The right choice isn’t about which drug is ‘better.’ It’s about which one fits your life, your history, your body, and your goals. And that’s something only you and your doctor can figure out - together.
Isabelle Bujold
Methadone’s QTc prolongation is way under-discussed. I’ve seen three patients in my clinic develop torsades de pointes after being on it for 6 months with no EKG follow-up. It’s not just about dose-it’s about baseline electrolytes, polypharmacy, and genetic factors like CYP3A4 metabolism. Most prescribers don’t check CYP450 panels. That’s negligence disguised as protocol. And don’t get me started on how clinics ignore the hormonal cascade-low testosterone isn’t just ‘a side effect,’ it’s a metabolic disruption that tanks motivation and muscle mass. Patients aren’t lazy-they’re biochemically depleted.
And buprenorphine’s ceiling effect? It’s a myth that it’s ‘safer’ for everyone. If you’re a 200-pound guy who used to shoot fentanyl daily, 16mg is like giving a firehose to someone with a thimble. You’re not treating addiction-you’re managing withdrawal symptoms while leaving the craving engine running. That’s why dropout rates are so high. We need tiered dosing protocols, not one-size-fits-all guidelines.

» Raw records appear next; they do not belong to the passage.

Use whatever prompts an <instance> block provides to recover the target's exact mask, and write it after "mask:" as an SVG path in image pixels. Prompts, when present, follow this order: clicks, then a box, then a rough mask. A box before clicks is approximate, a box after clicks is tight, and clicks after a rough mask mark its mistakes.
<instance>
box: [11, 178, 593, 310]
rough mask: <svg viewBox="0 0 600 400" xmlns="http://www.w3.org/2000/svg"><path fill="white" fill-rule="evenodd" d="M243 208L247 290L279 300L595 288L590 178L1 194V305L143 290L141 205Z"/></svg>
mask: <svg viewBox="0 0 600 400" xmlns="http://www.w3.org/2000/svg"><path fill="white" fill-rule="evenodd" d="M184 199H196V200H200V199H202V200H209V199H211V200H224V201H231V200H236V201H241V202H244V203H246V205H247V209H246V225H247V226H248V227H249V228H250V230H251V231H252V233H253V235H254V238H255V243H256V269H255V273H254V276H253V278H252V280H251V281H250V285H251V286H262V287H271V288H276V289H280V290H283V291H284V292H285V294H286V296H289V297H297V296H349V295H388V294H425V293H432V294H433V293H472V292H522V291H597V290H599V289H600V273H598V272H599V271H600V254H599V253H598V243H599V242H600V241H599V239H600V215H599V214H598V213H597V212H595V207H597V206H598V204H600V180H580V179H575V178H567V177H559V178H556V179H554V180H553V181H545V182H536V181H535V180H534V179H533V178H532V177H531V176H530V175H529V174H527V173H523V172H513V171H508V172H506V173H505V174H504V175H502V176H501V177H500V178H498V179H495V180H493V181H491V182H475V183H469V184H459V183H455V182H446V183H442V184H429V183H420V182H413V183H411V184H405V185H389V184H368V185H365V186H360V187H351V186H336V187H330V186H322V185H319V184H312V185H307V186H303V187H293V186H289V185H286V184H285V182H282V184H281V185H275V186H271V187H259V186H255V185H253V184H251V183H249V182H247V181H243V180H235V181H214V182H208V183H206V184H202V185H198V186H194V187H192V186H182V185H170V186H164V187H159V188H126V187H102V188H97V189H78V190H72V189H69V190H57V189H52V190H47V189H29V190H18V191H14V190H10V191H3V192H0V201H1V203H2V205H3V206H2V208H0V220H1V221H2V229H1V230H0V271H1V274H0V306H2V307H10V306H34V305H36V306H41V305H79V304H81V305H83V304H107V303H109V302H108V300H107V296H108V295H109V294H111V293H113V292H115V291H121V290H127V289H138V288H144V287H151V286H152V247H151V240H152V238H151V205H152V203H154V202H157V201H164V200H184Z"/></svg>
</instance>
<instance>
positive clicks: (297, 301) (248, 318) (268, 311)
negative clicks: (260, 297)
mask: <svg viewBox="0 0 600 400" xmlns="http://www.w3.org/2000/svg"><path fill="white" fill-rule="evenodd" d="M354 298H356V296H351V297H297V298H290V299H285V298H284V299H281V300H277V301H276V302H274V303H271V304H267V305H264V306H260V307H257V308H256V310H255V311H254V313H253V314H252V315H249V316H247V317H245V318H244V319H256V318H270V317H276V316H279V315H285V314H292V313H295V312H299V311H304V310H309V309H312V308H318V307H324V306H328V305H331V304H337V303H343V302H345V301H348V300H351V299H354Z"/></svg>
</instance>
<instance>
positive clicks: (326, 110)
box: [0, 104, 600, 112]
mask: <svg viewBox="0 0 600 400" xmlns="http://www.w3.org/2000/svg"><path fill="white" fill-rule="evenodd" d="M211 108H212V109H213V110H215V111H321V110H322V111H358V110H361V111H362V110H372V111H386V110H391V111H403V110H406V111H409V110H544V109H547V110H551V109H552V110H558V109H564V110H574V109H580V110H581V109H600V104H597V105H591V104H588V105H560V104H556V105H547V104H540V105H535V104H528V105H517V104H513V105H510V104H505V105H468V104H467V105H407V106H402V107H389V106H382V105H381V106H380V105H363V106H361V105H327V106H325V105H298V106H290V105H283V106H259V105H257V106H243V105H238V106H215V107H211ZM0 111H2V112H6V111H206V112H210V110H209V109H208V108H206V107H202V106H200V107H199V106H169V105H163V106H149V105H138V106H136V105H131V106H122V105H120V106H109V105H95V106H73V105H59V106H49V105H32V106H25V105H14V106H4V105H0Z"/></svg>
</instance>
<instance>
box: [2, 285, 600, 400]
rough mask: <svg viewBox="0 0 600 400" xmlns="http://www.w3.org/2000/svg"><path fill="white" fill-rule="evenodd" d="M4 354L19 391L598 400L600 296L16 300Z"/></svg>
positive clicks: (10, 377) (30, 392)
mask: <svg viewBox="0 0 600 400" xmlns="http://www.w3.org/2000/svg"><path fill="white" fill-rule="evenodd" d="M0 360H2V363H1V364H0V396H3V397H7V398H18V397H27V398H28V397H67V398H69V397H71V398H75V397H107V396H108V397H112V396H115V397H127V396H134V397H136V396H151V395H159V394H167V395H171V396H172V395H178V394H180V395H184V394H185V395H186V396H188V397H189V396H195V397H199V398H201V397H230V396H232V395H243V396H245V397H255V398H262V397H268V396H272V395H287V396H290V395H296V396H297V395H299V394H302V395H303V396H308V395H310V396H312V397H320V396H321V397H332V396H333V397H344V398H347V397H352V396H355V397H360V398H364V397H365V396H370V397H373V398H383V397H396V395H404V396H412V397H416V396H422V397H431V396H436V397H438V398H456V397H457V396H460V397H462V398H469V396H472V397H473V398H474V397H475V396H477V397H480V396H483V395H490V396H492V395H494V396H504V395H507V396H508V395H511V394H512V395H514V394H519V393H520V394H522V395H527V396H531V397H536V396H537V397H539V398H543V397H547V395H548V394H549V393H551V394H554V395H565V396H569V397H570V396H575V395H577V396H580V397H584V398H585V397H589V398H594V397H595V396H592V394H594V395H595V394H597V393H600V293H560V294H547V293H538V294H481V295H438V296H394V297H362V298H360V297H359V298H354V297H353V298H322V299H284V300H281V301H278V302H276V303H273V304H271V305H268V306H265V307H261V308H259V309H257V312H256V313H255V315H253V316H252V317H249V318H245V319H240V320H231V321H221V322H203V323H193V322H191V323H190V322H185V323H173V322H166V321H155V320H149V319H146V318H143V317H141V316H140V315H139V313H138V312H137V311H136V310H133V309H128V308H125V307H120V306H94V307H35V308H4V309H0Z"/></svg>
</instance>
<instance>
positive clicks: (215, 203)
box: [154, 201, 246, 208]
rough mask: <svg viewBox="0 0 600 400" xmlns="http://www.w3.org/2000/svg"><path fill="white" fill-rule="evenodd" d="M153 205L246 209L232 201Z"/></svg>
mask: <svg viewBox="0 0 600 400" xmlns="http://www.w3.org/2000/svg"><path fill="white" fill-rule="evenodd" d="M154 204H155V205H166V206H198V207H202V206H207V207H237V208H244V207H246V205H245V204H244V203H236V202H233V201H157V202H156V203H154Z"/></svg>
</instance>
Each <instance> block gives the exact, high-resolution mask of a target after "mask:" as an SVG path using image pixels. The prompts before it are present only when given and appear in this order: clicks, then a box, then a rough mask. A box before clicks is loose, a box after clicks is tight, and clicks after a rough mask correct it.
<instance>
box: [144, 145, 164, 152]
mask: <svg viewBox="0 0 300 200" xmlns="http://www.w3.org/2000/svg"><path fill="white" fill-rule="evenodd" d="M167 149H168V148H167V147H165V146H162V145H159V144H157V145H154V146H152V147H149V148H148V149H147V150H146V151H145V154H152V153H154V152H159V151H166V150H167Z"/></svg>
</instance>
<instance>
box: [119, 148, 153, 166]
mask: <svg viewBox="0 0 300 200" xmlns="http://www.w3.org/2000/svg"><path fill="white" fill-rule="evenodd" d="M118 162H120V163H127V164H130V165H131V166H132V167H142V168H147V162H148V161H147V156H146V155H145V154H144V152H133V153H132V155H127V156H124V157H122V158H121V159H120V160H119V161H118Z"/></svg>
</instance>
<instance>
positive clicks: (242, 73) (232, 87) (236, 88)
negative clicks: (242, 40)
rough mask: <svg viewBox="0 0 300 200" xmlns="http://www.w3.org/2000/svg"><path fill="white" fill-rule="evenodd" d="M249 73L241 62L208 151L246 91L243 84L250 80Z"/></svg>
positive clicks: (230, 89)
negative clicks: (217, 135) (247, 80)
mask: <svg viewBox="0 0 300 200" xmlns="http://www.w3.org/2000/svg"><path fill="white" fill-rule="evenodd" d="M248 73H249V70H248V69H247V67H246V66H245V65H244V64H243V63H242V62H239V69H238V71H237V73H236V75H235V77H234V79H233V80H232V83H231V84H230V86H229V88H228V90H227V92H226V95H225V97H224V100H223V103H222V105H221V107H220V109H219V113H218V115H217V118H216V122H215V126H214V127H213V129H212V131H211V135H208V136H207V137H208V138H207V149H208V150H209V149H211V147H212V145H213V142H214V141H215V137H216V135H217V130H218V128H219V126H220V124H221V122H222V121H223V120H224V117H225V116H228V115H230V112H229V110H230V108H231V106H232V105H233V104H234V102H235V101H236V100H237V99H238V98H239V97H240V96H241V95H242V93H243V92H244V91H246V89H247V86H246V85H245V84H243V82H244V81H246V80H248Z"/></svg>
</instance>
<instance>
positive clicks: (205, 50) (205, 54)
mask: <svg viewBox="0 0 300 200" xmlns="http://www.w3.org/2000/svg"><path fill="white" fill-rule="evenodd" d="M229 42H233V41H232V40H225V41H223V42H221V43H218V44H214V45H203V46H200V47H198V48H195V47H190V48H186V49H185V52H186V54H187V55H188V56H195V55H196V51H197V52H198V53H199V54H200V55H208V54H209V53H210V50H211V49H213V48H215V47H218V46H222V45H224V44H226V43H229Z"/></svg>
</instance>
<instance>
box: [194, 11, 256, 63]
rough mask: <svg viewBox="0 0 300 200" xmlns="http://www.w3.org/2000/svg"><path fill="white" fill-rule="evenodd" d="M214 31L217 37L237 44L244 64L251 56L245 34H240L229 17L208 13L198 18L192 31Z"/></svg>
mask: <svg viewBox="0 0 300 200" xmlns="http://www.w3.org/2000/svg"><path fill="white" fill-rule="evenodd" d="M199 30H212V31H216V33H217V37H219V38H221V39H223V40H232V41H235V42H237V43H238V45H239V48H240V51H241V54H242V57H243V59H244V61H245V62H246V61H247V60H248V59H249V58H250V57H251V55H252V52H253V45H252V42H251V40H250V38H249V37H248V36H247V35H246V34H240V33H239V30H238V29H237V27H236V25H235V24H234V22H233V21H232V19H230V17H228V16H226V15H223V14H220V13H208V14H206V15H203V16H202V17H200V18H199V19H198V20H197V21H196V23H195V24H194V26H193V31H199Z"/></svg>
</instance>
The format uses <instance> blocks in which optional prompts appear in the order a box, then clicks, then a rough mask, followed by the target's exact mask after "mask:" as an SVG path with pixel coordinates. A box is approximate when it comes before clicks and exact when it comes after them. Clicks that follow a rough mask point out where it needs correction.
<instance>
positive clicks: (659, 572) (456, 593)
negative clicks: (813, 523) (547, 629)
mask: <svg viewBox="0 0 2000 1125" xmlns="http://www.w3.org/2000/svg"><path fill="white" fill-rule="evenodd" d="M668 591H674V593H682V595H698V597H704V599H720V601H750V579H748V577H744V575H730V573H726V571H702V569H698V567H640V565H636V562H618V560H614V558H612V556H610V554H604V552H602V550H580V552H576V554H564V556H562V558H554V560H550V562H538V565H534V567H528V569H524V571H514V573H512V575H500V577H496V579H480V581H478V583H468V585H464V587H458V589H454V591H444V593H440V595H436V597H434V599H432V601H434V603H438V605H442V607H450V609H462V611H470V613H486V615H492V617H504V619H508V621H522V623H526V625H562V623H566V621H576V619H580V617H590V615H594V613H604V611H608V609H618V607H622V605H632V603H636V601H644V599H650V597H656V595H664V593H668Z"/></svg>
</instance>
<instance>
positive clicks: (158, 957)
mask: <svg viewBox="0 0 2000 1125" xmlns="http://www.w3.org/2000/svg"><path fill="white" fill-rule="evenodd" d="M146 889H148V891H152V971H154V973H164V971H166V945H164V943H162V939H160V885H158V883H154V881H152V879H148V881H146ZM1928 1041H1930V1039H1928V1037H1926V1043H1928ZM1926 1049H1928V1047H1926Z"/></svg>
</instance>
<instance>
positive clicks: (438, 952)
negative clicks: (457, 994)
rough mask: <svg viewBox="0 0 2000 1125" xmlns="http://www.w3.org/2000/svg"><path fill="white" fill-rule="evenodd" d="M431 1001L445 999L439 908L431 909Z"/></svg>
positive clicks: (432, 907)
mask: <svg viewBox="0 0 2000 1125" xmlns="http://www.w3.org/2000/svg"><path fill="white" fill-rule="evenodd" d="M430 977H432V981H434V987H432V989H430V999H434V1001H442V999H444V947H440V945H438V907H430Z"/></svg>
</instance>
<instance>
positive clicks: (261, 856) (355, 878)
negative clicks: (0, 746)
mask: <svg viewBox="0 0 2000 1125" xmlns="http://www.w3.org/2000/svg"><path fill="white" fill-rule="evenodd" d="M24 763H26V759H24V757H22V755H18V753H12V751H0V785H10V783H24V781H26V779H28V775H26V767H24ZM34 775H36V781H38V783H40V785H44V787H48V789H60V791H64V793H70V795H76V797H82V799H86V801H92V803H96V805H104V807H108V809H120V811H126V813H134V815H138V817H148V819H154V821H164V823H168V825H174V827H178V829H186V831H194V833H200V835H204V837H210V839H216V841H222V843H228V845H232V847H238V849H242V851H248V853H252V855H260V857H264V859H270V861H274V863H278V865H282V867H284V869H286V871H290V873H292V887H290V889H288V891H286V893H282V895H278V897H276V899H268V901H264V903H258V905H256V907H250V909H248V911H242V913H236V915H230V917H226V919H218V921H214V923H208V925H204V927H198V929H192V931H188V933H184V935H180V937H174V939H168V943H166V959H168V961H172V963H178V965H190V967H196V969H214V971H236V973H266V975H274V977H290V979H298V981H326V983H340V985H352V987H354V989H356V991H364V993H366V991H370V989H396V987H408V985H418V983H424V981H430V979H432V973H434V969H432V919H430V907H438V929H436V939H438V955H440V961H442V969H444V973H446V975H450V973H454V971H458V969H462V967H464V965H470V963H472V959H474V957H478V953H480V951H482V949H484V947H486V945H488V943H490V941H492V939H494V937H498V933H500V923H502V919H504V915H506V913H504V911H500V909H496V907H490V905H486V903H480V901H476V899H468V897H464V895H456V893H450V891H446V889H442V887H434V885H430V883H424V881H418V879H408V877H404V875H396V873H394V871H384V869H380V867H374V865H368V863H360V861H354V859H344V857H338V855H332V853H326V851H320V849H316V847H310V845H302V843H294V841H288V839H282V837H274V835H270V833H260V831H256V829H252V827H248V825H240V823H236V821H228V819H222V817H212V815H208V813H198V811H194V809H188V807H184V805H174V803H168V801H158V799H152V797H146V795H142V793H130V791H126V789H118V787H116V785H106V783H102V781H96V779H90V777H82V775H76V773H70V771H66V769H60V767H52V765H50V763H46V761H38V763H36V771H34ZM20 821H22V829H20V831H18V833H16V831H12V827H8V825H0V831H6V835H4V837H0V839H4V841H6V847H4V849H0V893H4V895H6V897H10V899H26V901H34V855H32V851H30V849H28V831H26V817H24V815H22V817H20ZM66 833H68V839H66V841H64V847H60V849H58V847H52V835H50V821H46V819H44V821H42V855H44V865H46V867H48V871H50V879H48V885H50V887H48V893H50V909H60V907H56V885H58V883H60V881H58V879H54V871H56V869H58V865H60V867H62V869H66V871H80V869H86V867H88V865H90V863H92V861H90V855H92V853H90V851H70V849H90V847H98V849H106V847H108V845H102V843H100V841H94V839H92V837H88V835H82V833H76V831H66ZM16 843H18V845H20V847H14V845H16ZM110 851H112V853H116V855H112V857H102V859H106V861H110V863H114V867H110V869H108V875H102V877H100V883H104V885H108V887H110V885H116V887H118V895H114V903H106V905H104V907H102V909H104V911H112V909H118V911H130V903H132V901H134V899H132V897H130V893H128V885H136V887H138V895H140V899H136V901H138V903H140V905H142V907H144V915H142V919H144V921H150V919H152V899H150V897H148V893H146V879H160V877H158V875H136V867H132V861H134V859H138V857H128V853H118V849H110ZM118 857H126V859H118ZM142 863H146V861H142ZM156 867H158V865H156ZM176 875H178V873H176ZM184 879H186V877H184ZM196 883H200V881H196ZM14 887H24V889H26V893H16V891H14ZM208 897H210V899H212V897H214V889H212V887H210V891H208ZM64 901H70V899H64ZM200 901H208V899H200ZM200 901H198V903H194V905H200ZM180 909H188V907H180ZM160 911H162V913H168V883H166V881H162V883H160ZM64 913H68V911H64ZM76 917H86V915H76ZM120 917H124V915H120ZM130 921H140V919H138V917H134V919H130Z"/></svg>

Also, nobody talks about the oral absorption issue with Suboxone. I had a patient who was swallowing it because she thought it was ‘faster.’ She didn’t know the naloxone doesn’t activate unless injected. She was getting 20% of her dose. We switched her to Sublocade and her cravings dropped 80% in two weeks. Education isn’t optional-it’s the first line of treatment.
Jordan Wall
OMG this post is SOOOOO deep 😍👏 I literally cried reading about the QTc thing-like, WHO KNEW??? 🤯 Methadone is basically a slow-mo cardiac grenade 💣 and buprenorphine is just… meh? Like, if you’re not getting 24mg you’re basically just ‘in recovery’ but still a zombie 🧟♂️ #PharmaIsLying #SuboxoneIsAScam
Also, did you know the FDA is hiding data because Big Pharma pays them? 🤫 I read it on a blog by a guy who used to work at Purdue. They’re all in cahoots. I’ve been on 32mg of Suboxone and still crave-so obviously it’s a plot. #WakeUpSheeple
Martyn Stuart
Let’s be clear: methadone and buprenorphine aren’t ‘alternatives’-they’re different tools for different clinical profiles. The key isn’t which drug is ‘better,’ but which pharmacokinetic profile matches the patient’s opioid tolerance, hepatic metabolism, and psychosocial stability. Methadone’s long half-life and full agonist activity make it superior for high-tolerance populations, particularly those with polysubstance use or chronic relapse patterns. Buprenorphine’s partial agonism and ceiling effect reduce overdose risk but compromise efficacy in severe cases.
Additionally, the absorption issue with sublingual buprenorphine is not anecdotal-it’s well-documented in pharmacokinetic studies. Swallowing it results in near-zero bioavailability due to first-pass metabolism. Clinicians must verify administration technique via direct observation or salivary testing. Without this, treatment failure is inevitable.
And yes, hormonal suppression is real. Both drugs suppress the HPG axis. Testosterone replacement therapy should be considered routinely in male patients on long-term MAT. This isn’t ‘side effect management’-it’s standard endocrine care. We’re treating a neuroendocrine disorder, not just addiction.